文章とイラストが読む者を浮き浮きさせる、安西水丸の紀行エッセイ集・・・【情熱的読書人間のないしょ話(3487)】
キセキレイ(写真1~3)、ムクドリ(写真4、5)、ダイサギ(写真6)、アオサギ(写真7)をカメラに収めました。ガマズミ(写真8、9)、トキワサンザシ(写真10、11)が実を付けています。隣家の女主がカキ(写真12)を一枝折ってくれました。美味でした。
閑話休題、『地球の細道』(安西水丸著、エーディーエー・エディタ・トーキョー)は、安西水丸の文章とイラストが読む者を浮き浮きさせる、国内・海外の紀行エッセイ集です。
●殺生関白秀次の残した近江八幡の輝き
無能でアブノーマルな人物とされている豊臣秀次だが、近江八幡の町造りを見る限り、実に有能だと評価しています。
●足袋の町にはかつて難攻不落の名城があった
豊臣秀吉の関東攻略戦において、落城しなかったのは、小田原城に出兵中の城主・成田氏長の妻と娘、それに3000人足らずの士卒が籠城した忍城ただ一つでした。忍城の天正年間の平面図を見ると、まるでパズルのように、広い沼に点在する微高地を巧みに結びつけて中核部としていると驚いています。
●左甚五郎の謎、左甚五郎から学ぶもの
左甚五郎の有名な、日光東照宮の「眠り猫」はさほど優れているとは思えないと辛口です。クリエーターの人気というものは上手い下手ではなく、その人物の名前とか、謎めいた部分がつくり出す得も知れないムードにあるのではないか、左甚五郎から学ぶところはそんなところだろう、何も上手いばかりが全てではないのである――と本音を漏らしています。同じことがビジネスパースンにも言えるかもしれませんね。

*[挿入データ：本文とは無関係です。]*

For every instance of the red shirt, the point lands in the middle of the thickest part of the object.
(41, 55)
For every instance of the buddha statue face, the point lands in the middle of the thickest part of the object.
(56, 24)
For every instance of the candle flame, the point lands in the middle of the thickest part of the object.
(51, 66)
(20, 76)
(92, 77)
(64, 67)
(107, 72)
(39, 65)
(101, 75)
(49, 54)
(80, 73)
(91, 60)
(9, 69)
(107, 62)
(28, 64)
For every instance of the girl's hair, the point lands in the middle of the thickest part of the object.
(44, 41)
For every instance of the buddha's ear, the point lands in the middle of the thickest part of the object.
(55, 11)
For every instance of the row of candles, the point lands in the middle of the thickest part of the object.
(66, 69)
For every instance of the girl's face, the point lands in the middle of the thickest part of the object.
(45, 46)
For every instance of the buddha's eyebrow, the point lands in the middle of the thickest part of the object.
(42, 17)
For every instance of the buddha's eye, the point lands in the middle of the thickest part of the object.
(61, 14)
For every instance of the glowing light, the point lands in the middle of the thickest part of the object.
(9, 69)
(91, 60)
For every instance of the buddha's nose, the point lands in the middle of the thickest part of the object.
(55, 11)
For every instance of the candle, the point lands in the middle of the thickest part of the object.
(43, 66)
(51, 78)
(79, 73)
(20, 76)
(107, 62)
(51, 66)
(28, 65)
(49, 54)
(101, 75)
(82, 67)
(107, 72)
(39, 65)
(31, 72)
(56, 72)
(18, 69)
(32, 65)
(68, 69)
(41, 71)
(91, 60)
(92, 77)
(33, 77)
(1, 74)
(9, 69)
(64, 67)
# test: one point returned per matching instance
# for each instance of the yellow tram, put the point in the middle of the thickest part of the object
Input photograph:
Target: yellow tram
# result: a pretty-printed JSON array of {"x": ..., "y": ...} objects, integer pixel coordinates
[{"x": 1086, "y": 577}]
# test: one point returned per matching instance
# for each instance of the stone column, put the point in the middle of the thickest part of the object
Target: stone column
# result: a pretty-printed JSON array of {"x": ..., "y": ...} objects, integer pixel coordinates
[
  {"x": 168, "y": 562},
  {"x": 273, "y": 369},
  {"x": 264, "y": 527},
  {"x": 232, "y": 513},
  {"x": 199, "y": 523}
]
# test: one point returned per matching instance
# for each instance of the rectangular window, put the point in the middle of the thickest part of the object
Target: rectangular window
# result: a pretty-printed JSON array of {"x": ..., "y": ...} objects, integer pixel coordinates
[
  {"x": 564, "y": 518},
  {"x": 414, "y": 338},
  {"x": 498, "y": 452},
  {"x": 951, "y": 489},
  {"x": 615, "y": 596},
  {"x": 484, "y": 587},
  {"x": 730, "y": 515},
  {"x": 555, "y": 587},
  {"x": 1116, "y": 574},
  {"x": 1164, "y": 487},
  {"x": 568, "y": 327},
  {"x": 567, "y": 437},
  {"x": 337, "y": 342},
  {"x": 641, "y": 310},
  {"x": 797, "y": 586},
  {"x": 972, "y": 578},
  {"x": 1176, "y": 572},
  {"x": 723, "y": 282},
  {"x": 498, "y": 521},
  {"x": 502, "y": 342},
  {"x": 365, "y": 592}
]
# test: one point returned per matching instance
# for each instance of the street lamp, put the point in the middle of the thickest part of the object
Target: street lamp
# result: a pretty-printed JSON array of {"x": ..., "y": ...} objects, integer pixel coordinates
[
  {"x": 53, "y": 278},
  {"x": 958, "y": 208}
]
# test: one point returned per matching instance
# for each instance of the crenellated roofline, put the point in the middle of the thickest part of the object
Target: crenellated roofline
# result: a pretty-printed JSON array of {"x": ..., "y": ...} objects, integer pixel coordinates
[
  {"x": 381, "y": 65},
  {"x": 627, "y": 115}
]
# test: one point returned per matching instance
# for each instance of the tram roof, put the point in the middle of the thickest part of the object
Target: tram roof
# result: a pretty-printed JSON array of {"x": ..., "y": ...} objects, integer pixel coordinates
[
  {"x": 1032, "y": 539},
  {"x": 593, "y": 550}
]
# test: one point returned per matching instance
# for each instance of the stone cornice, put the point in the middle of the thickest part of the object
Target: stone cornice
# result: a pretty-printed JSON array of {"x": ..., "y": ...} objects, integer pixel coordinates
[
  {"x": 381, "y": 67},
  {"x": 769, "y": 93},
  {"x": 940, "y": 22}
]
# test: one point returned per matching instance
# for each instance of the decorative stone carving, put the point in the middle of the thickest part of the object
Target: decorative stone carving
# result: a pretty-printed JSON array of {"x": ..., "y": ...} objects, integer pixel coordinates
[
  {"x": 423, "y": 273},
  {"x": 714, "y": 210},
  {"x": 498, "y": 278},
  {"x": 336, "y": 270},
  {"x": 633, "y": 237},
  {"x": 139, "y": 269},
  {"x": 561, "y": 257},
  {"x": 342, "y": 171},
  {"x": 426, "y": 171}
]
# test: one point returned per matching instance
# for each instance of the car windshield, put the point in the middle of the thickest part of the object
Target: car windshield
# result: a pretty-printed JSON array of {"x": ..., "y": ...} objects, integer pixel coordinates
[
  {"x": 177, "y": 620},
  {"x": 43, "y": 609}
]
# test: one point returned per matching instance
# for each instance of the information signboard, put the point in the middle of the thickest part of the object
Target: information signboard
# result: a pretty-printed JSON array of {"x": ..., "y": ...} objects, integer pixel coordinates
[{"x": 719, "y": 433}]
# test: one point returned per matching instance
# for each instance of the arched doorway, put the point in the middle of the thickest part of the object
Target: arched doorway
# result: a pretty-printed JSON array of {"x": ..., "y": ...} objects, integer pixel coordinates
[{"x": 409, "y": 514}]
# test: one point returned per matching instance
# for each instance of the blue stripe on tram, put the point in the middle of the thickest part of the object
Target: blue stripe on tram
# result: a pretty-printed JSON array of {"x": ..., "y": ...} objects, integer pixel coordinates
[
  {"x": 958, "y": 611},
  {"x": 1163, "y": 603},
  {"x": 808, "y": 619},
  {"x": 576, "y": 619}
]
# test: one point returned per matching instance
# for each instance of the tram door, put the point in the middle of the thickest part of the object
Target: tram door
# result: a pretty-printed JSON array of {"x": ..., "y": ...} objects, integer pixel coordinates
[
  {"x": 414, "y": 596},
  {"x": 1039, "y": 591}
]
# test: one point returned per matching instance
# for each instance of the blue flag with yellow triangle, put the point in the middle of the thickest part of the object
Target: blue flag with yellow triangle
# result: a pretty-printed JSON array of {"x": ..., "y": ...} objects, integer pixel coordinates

●築城名人、加藤清正に両角(飯田覚兵衛、三宅角左衛門)あり
加藤清正の人気は、築城術を含む軍事一辺倒の男ではなかったところにあるというのです。治山治水にもその能力を十分に発揮し、あちこちに堤防を作り、新田の開発も行っている、つまり住民のために多大な努力をしており、農業土木のエキスパートでもあったのだ――と絶賛しています。
●はじめての中国、国際都市上海の旅
私が生まれた上海の日本人租界地域について、いろいろなことを知ることができました。余談として、私にとっては大変興味深いことが記されています。「二〇代の頃の八年間ほどを三鷹市の井の頭に住んだが、わが家の西隣に石井はなという老婦人が住んでいた。この人がゾルゲの愛人だった女性だと知ったのは井の頭に住んで三年程すぎた頃だった。なかなか厳しい女性で、ぼくの家の木の枝が石井宅にはみ出したことで注意されたことがあった。もちろんすぐに伐採した」。
●南国土佐でおもったこと
土佐の代表的な民謡「よさこい節」の歌詞にある「坊さんかんざし 買いよった」の背景には、実際に高知城下で起こった僧侶(五台山竹林寺南の坊主職・純信、37歳)の20歳年下の娘(五台山下の鋳掛屋の娘・お馬、17歳)との駆け落ち事件があるらしい、と書かれています。ご両人、なかなかやるじゃないか。
●石見銀山の間歩を歩く
徳川家康に重用され、全国金銀鉱山の総支配役となった大久保石見守長安は、死後に、生前の不正蓄財が発覚します。松本清張に『山師』という短篇小説があり、長安について見事な心理を描写していると、本書を推薦しています。早速、私の「読みたい本」リストに加えました。
安西は、文章もイラストも独特の味があって、いいなあ。